I was going on nineteen when I got drafted. I had graduated from high school the year before, and I was working as a engineering assistant in this drafting firm. My mother went to the bus station with me to see me off to Fort Bragg for basic training, and she said, “You’ll be back a man.”

I didn’t feel anything about Vietnam one way or the other. When you are black and you grow up in urban America in a low-income family, you don’t get to experience a lot—if your parents protect you well. My mother did. My mother raised all four of us. She was a hospital maid, then she went to G. C. Murphy’s company. And now she’s director of security for the stores in Washington D.C.

Mom is not college educated, so all she knows is what the propaganda situation is. She programmed us to be devoted to duty, to God, state, and country. She said you
got to do all these good things—like military service—to be a citizen here in America. “You’re not white,” she would say, “so you’re not as good as they are, but you got to work hard to strive to be as good as they are.” And that’s what you’re brought up to believe.
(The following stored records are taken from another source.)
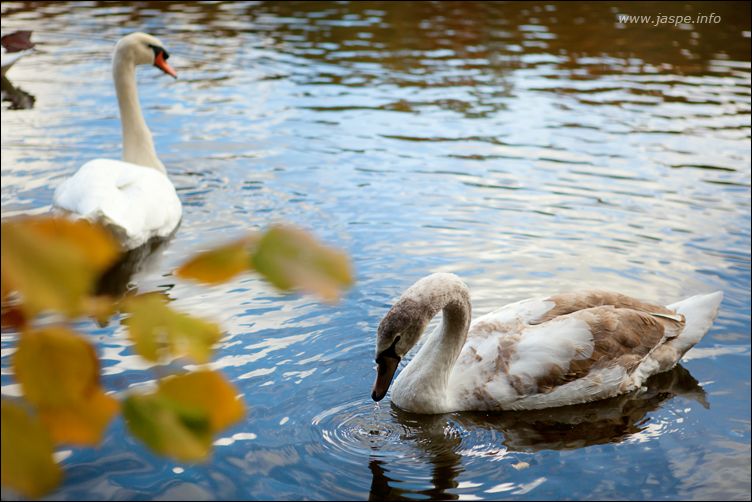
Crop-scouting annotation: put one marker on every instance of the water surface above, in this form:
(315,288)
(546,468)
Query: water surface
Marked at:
(530,149)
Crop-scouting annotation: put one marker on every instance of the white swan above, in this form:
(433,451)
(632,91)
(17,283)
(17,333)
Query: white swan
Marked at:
(133,197)
(537,353)
(14,46)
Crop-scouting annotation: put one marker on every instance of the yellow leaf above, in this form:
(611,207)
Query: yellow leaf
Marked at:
(206,390)
(27,463)
(291,258)
(220,264)
(55,367)
(53,262)
(181,417)
(157,330)
(82,423)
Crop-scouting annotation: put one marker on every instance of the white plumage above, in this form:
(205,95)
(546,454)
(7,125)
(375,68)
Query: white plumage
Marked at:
(133,197)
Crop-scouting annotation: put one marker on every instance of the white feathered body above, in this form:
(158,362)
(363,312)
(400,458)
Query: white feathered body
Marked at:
(137,203)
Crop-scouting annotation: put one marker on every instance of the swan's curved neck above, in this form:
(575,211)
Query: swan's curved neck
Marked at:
(138,146)
(424,381)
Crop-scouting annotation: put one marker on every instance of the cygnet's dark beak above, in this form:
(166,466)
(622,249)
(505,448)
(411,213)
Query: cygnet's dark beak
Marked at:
(387,362)
(387,368)
(160,61)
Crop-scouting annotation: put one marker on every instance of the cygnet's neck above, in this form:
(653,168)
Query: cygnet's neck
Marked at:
(424,381)
(138,146)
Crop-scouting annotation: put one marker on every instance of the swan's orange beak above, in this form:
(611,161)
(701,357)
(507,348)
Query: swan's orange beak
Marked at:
(161,63)
(387,368)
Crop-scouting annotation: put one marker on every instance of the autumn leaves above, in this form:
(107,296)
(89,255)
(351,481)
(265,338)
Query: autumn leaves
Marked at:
(50,267)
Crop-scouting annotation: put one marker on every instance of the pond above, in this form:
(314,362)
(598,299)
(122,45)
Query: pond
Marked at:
(528,148)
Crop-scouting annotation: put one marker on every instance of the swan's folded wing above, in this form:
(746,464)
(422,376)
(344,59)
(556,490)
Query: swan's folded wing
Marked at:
(136,202)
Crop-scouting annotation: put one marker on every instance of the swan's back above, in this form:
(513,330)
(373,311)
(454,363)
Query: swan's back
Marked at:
(573,348)
(137,203)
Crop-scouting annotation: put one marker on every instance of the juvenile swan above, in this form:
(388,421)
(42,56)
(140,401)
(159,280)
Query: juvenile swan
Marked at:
(537,353)
(133,197)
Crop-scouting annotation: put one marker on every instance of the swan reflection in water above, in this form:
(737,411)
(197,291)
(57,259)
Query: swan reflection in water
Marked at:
(117,280)
(567,428)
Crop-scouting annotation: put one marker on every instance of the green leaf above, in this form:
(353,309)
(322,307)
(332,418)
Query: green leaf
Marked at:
(55,366)
(27,463)
(182,416)
(157,330)
(220,264)
(53,262)
(290,259)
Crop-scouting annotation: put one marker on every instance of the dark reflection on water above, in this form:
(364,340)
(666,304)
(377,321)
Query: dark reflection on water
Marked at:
(530,148)
(573,427)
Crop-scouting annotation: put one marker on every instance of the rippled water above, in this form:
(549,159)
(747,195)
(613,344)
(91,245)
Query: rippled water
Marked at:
(528,148)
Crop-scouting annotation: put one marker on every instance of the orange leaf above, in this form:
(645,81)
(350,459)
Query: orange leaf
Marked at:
(219,264)
(291,258)
(27,463)
(209,391)
(82,423)
(181,417)
(55,367)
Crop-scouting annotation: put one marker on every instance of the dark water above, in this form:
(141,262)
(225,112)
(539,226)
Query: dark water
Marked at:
(529,148)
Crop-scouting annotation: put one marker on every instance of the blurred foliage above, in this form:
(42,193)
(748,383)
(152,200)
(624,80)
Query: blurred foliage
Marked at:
(51,266)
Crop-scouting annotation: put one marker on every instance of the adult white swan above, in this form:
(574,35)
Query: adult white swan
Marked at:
(537,353)
(133,197)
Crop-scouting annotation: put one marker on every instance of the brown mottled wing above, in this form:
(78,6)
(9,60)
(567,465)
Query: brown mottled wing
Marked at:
(567,303)
(621,336)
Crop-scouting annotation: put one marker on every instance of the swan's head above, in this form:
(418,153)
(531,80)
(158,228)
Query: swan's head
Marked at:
(403,325)
(399,331)
(142,48)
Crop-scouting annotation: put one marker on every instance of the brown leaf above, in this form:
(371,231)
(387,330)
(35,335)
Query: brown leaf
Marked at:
(291,259)
(219,264)
(182,416)
(53,262)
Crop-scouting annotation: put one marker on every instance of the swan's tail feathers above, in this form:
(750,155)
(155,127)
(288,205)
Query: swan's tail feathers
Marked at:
(699,312)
I guess I knew that Martin Luther King was against the war. But I couldn’t relate to what he was doing about it or even about discrimination because I wasn’t old enough. Nor was my mother in a position to explain to me what that whole power struggle was all about.

I was just brought up to believe that when the opportunity presents itself to you to stretch yourself out, you do it. Subconsciously or consciously you’re trying to satisfy your mother’s dreams even before you even deal with what you even want to do.